Pemberian magnesium sulfate atau pemberian sodium bicarbonate untuk melakukan
alkanisasi urin dalam rangka eliminasasi bahan beracun Diazepam (iv), bila kejang atau bila
terjadi delirium.
5. Prognosis
Diagnosis yang cepat dan penanganan yang tepat memberikan prognosis yang baik terhadap
pasien.
6. Edukasi
Pencegahan
mengaplikasikan sistem tanam alternatif yang kurang bergantung pada pestisida
penggunaan Alat Pelindung Diri (APD) untuk membatasi paparan kulit: sarung tangan, sepatu
bot, topi, kaos lengan panjang atau baju tahan kimia
penambahan agen penetral ke pestisida, seperti etilena glikol, adalah strategi pasif lain untuk
mencegah keracunan
Komplikasi
edema paru, pernapasan berhenti, blockade atrioventrikuler dan konvulsi.
Referensi:
1. Diah B.I Hidayati. Intoksikasi Organofosfat dengan Krisis Kolinergik Akut, Gejala Peralihan dan
Polineuropati Tertunda. Jurnal Agromedicine. 2019;6(2):337-42
2. Oesterlund AH, Thomsen JF, Sekimpi DK, Maziina J, Racheal A, Jørs E. Pesticide knowledge,
practice and attitude and how it affects the health of small-scale farmers in Uganda: A cross-
sectional study. Africa Health Sci. 2014;14(2):420–33.

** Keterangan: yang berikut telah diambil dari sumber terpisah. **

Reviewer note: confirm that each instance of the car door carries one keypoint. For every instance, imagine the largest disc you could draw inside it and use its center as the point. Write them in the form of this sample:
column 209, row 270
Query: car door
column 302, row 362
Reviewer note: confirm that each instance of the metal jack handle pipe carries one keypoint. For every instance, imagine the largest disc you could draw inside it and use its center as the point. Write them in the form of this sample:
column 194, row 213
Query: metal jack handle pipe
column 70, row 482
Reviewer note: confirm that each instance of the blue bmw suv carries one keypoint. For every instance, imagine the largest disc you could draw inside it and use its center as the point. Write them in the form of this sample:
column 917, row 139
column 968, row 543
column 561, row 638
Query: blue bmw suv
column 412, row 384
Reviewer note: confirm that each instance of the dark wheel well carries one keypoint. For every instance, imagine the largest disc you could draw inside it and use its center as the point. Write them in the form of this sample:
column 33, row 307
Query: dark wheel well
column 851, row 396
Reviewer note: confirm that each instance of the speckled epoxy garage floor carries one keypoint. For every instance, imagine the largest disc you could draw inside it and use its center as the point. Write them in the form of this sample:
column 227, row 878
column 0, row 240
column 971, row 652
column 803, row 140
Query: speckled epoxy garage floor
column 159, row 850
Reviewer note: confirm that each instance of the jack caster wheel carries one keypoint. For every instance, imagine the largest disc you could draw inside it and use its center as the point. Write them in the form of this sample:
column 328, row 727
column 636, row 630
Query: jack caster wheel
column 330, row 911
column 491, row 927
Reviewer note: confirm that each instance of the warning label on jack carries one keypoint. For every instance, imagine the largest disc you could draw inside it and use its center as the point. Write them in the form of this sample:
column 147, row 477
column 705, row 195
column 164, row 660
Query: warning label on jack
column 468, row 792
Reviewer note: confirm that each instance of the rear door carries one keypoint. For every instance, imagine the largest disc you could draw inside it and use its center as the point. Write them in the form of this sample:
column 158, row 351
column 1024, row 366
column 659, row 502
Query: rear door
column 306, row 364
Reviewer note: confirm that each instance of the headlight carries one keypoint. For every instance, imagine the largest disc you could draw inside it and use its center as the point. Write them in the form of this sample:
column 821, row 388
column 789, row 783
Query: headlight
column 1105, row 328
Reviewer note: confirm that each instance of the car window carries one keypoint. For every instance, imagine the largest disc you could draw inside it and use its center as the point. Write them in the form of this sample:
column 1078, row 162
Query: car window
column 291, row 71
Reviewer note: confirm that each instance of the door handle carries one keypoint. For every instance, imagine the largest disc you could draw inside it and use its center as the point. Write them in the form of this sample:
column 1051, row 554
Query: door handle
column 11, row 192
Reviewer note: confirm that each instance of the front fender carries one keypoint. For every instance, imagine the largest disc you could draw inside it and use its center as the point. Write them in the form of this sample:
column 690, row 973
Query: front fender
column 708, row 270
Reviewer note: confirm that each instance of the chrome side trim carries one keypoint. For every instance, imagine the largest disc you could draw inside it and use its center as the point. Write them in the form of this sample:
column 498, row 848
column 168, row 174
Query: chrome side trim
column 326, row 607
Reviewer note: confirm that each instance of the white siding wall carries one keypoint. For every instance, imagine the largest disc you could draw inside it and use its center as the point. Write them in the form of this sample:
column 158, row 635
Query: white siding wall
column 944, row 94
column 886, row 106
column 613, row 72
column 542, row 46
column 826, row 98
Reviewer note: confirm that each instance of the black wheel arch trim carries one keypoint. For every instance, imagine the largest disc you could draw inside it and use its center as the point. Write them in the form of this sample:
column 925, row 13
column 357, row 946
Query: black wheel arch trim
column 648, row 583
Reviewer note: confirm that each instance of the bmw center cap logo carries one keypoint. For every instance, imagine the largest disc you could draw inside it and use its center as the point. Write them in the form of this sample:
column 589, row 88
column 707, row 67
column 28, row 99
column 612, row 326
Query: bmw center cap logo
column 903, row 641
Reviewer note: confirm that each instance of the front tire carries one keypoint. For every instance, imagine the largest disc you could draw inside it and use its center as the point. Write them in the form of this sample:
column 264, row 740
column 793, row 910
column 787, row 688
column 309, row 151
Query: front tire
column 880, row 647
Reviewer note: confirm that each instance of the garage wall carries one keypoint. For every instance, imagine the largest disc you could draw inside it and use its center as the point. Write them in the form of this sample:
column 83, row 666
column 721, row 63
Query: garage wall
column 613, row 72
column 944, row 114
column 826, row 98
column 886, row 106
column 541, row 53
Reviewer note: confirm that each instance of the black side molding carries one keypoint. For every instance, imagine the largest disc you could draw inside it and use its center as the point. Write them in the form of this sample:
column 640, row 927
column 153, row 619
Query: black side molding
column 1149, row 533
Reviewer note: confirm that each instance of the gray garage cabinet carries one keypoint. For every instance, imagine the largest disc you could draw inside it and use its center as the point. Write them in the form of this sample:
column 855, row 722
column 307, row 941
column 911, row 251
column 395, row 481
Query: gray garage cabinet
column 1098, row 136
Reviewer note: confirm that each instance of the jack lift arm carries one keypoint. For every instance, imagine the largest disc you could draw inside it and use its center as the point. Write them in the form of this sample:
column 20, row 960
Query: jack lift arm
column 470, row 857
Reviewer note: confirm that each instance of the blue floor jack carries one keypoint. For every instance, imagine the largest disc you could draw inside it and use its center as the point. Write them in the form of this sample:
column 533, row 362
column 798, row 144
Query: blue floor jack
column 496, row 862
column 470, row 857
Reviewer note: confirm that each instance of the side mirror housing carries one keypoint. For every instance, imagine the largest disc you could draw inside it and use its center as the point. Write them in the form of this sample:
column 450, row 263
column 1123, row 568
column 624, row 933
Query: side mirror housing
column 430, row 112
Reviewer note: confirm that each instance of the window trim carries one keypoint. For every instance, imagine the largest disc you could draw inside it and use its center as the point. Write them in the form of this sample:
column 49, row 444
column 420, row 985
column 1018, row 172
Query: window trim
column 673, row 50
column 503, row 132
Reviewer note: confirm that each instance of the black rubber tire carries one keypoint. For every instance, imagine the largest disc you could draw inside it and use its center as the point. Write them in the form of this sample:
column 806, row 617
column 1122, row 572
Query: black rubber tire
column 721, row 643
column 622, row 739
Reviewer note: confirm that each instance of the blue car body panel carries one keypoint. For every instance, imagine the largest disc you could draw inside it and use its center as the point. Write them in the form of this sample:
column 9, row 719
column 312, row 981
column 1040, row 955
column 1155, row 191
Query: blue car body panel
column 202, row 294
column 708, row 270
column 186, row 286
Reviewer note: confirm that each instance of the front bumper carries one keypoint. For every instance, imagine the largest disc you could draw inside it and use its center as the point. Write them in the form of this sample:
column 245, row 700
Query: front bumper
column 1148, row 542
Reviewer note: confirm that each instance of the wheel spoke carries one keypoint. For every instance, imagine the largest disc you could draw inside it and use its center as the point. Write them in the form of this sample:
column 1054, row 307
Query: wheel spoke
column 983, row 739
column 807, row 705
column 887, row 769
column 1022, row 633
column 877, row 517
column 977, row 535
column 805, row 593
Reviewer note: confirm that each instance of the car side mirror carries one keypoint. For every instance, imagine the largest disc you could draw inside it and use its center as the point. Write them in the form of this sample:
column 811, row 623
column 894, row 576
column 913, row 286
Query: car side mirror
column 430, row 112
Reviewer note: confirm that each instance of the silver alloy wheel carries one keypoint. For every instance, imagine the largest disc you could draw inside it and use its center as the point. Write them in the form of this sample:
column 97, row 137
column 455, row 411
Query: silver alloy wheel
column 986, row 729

3. King, Andrew M.; Aaron, Cynthia K. (2015). "Organophosphate and carbamate
poisoning". Emergency Medicine Clinics of North America. 33 (1): 133–151.
4. Rahmawati, dkk (2014). "TINGKAT KERACUNAN PESTISIDA ORGANOFOSFAT PADA
PETANI PENYEMPROT SAYUR DI DESA LIBERIA TIMUR KABUPATEN BOLAANG
MONGONDOW TIMUR TAHUN 2013". JURNAL KESEHATAN LINGKUNGAN. 3 (2): 376–
380.
5. Bakria, Saekhol. dkk (2018). "PEMBERDAYAAN KELOMPOK MASYARAKAT TANI
KENTANG MENGENAI UPAYA PENANGGULANGAN KERACUNAN PERTISIDA
ORGANOFOSFAT DI DESA KEPAKISAN BANJARNEGARA". Seminar Nasional Kolaborasi
Pengabdian pada Masyarakat. 1 (1): 505– 509.